Alderman James Vos, Cape Town’s mayoral committee member for economic opportunities and asset management, with students at the BPO skills academy.

The City of Cape Town is looking for the next cohort of young people to receive training in order to join its thriving business process outsourcing (BPO) sector.

The training, facilitated through the Cape Skills and Employment Accelerator project, aims to create more than 3 000 jobs over the next three years in the sector for unemployed South African youth and women.

Cape Town has identified BPO as a priority sector due to the number of job opportunities and the investment potential it creates.

Data from CapeBPO, the city’s strategic business partner for the development of the BPO industry, shows the sector employs over 60 000 people in the Western Cape.

In a statement, the city confirms that applications for training of the new intake for the BPO sector, commonly known as the call centre sector, are open.

“I am very pleased to announce that applications for the next intake of learners are now open and I encourage all those interested to visit this site, jobs.skillspassportsa.co.za, to apply,” says alderman James Vos, the city’s mayoral committee member for economic opportunities and asset management.

The skills passport is a portal that enables potential employees an opportunity to complete a series of assessments.

According to the city, qualifying unemployed youth selected to participate in the training programme will enter into a 12-month learnership. During this period, participants will receive accredited training, a monthly stipend allowance and workplace experience at employer sites in Cape Town.

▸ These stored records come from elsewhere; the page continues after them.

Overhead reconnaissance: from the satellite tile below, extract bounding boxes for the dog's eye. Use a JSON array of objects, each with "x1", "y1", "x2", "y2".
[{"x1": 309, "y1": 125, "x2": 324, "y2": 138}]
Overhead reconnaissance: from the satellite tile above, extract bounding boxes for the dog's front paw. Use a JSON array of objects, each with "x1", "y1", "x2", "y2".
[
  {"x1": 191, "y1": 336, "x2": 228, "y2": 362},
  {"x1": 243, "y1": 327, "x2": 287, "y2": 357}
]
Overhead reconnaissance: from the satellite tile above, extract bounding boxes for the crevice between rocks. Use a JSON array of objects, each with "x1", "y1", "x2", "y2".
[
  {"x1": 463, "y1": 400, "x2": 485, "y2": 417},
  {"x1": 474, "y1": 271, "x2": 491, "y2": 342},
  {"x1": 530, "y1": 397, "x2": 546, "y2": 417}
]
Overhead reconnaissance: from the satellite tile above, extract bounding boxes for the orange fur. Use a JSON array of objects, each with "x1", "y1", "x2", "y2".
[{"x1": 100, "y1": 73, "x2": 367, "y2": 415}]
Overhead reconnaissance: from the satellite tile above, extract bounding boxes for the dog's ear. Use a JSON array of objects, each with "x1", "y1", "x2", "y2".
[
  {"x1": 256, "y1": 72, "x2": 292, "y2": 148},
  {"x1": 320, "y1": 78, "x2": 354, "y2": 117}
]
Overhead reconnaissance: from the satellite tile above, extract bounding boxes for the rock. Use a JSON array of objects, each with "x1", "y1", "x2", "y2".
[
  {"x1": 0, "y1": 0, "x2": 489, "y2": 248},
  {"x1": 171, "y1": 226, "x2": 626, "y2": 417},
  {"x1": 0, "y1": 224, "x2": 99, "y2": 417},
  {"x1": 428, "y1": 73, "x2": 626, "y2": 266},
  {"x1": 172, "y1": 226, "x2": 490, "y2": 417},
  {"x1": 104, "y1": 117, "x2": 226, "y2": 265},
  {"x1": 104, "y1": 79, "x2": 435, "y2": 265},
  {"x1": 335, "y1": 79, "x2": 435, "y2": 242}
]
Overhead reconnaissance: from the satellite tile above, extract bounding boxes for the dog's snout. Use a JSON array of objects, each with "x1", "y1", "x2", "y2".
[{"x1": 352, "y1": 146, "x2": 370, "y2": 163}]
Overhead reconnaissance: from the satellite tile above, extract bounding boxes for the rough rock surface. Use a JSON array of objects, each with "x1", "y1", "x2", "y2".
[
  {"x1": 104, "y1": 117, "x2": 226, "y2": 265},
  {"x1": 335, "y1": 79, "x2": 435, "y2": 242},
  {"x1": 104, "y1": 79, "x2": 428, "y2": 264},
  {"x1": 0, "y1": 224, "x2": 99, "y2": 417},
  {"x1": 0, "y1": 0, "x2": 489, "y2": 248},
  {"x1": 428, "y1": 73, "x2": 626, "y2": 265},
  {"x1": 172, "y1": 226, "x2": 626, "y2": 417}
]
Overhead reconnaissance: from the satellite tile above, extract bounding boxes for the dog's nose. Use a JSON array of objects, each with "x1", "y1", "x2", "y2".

“To ensure our city competes on the global stage and help us achieve inclusive socio-economic growth, we need to attract investment that leads to job creation. To help in this pursuit, the city continues to invest in skills and training for sectors like BPO.

“By addressing the gap between the demand for trained employees and supply, we aim to build the right conditions to push growth and economic prosperity to all corners of Cape Town,” states Vos.